Wednesday, April 28, 2010

European Banks Exposure to Greece

As suggested in the chart below, French banks have the greatest collective exposure to Greece, holding nearly $79 billion of the country's bonds.  In second place are German banks with $45 billion of exposure.  As such, while the Eur30+ billion committment from the ECB is being couched as a "bailout" of Greece, a more appropriate characterization would be a bailout of the major French and German banks (hence my belief that a large rescue package is imminent).  Not coincidently, France has shown little resistance to the bailout.  In order to appease their rightfully angry citizens, German government officials have made a big public stink about the proposed bailout, but they too will eventually come around.

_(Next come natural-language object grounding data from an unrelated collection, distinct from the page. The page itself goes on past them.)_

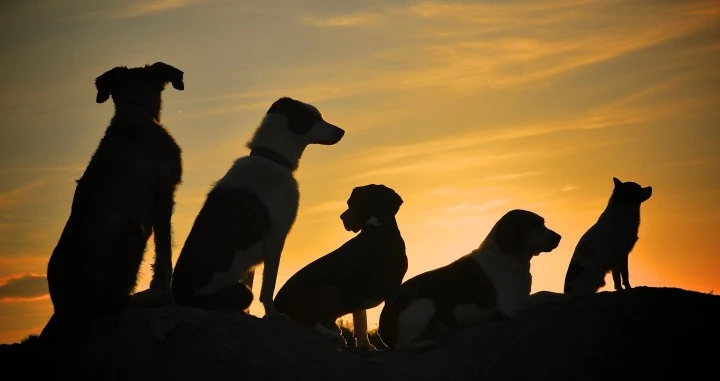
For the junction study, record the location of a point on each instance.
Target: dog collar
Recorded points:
(271, 155)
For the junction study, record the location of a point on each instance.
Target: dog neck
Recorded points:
(274, 141)
(490, 252)
(135, 108)
(273, 156)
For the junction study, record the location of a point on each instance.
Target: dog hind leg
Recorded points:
(413, 322)
(237, 297)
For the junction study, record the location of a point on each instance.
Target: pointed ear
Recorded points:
(395, 201)
(105, 83)
(167, 73)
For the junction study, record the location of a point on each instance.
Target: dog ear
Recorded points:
(167, 73)
(106, 82)
(509, 234)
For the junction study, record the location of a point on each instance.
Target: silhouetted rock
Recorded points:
(643, 332)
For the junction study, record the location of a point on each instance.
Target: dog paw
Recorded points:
(366, 345)
(277, 316)
(153, 297)
(160, 283)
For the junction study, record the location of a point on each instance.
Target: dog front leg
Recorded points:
(248, 280)
(616, 276)
(360, 330)
(624, 271)
(162, 228)
(271, 254)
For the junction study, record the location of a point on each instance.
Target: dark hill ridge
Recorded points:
(636, 334)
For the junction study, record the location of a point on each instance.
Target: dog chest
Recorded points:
(274, 185)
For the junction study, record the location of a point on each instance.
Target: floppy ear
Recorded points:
(394, 202)
(509, 234)
(168, 73)
(105, 83)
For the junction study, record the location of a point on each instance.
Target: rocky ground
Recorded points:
(636, 334)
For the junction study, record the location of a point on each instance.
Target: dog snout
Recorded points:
(555, 238)
(338, 134)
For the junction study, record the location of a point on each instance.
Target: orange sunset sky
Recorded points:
(466, 108)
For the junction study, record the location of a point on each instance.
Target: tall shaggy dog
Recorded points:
(249, 212)
(362, 273)
(606, 246)
(125, 195)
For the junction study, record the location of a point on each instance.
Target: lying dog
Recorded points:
(125, 194)
(606, 246)
(493, 281)
(360, 274)
(249, 212)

Given the absurdity of bailing out the profligate Greek government to save its own banks, one has to ask why the ECB doesn't just directly inject capital into the German and French banks who will undoubtedly be hurt most by a Greek debt default.  While the merits of this path should be explored, I suspect the ECB is concerned about the knock on effects that will undoubtedly spread to Portugal and Spain should they allow Greece to twist in the proverbial wind (particularly as Portugal and Spain have recently received downgrades from the major rating agencies).  By bailing out Greece, the ECB will send a message to foreign creditors that the region intends to stand by its members, thereby giving Portugal and Spain breathing room to get their own fiscal houses in order. 

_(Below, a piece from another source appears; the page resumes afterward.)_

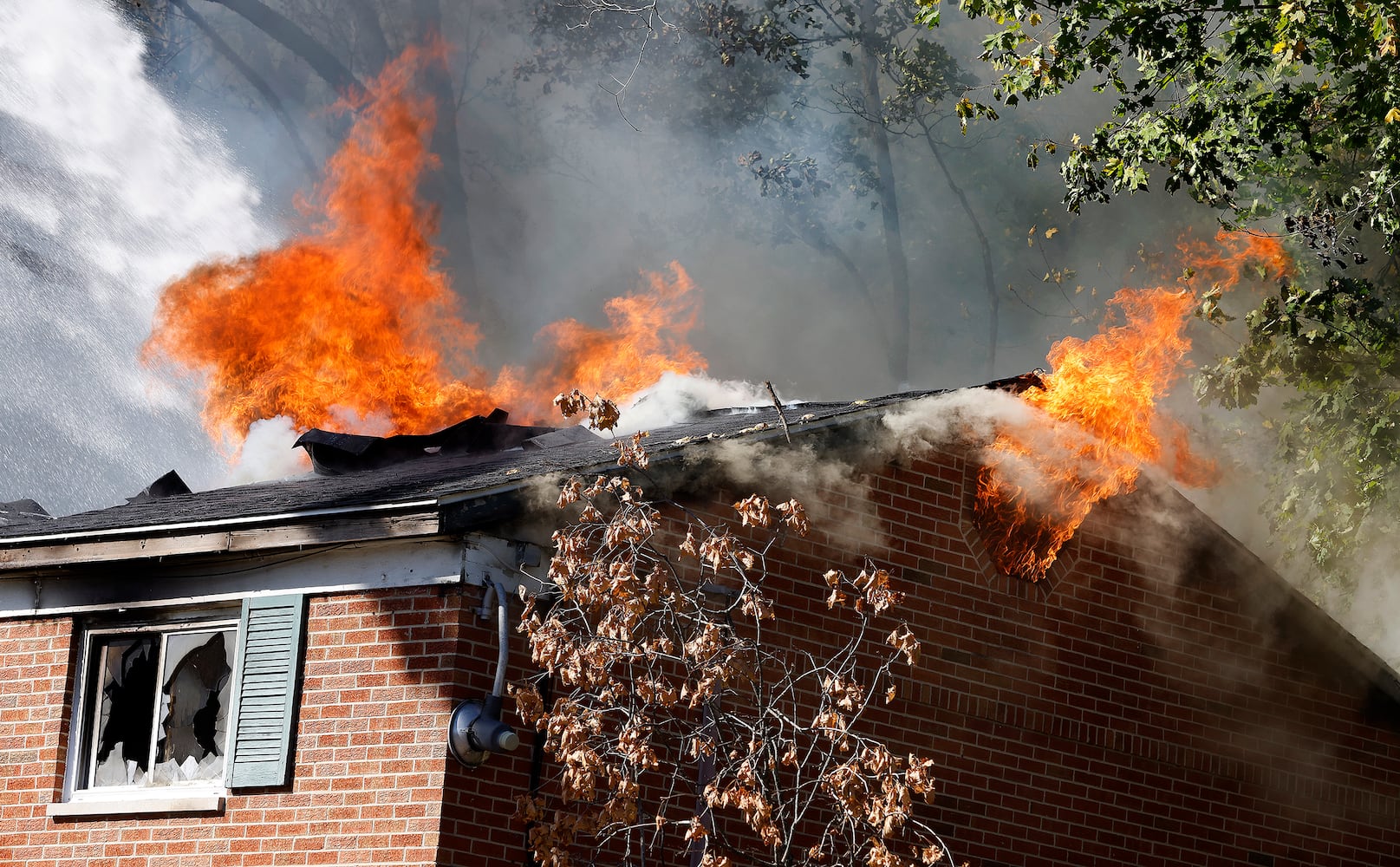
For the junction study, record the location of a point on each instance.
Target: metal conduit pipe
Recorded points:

While this may be the intention, I remain highly skeptical that Portugal and Spain (and eventually the UK) will avoid a similar fate as Greece.  With negative GDP growth forecasted for at least 2010, double digit budget deficits, and structurally high unemployment (particularly Spain which is approaching 20%!), it is only a matter of time before foreign creditors turn against both countries.  Most analysts suggest a bailout of the PIIGS could cost the European Central Bank 600 billion euros (~8% of the region's GDP).  Such a scenario would gravely impair the ECB's balance sheet rendering it an almost impossible solution.  While a bit premature, I think it is only a matter of time before a breakup of the EU begins to seep into the public dialogue.  The problem is simply too big and too widespread to fix in the absence of several large defaults. 

Ironically, I think the US will be the biggest short-term beneficiary of the contagion spreading in Europe.  While our long-term fiscal situation remains far from perfect, it certainly looks a lot better compared to the PIIGS!  Since capital has to go somewhere, much of it will likely find a home in the US.  With excess capital flooding into the US, real interest rates should remain low, helping to forestall our own day of reckoning.  I suppose this is the upside to Europe's woes, but it will only make the fallout from our own debt binge that much worse when the bill inevitably comes due.